Et je pense qu’on peut le dire aussi face à Pico Bogue !

Oui, j’ose le dire… Depuis Gaston, le vrai, pas cette espèce d’ersatz mercantile qui se vend tristement aujourd’hui comme des petits pains rassis, j’ai rarement eu envie et besoin de rire devant un gag dessiné. Sauf avec Pico Bogue !
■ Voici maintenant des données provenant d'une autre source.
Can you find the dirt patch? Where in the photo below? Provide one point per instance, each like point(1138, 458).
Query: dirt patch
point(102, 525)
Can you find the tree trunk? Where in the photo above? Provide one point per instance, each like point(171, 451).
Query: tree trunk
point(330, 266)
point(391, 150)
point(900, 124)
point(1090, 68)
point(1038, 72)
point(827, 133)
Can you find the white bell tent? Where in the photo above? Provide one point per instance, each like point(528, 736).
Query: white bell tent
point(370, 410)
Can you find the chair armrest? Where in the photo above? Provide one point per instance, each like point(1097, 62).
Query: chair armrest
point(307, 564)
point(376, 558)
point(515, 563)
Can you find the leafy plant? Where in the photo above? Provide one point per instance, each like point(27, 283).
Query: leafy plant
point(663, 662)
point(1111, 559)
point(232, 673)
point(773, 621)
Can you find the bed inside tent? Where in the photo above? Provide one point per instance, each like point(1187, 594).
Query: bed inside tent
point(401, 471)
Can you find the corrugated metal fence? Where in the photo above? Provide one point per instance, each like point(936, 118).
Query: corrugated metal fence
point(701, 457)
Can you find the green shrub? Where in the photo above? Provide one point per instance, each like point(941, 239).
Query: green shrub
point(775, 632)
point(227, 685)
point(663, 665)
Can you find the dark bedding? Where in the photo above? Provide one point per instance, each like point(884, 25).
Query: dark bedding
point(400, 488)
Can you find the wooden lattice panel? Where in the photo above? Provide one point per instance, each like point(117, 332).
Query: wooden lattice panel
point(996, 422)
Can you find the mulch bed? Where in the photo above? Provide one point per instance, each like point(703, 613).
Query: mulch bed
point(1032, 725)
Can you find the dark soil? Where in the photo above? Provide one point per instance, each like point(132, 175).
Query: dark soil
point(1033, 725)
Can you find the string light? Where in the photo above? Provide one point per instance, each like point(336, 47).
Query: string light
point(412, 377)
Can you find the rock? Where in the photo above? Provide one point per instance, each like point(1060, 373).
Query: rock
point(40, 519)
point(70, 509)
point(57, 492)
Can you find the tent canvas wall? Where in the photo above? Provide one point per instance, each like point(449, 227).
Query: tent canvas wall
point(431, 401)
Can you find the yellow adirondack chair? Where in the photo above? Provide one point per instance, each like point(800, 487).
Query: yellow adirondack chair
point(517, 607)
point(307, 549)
Il y a d’abord l’impact immédiat, frontal ai-je envie de dire, du dessin tout en transparence d’Alexis Dormal, un dessin qui accentue avec tendresse les expressions, celles des enfants comme des adultes, parents, profs, commerçants… Un dessin qui parvient à nous faire ressentir jusque dans l’âme les éclats de rire de ses personnages… Un dessin qui ne se contente pas d’illustrer les mots de sa scénariste, Dominique Roques, mais qui semble sans cesse s’envoler un peu plus loin… J’en reviens au gamin de Darnal qui voulait devenir un oiseau… Sous les pinceaux d’Alexis Dormal, Pico Bogue n’a pas besoin d’ailes pour survoler le monde qui est nôtre, ses ambiguïtés, ses hontes, ses tristes bêtises aussi…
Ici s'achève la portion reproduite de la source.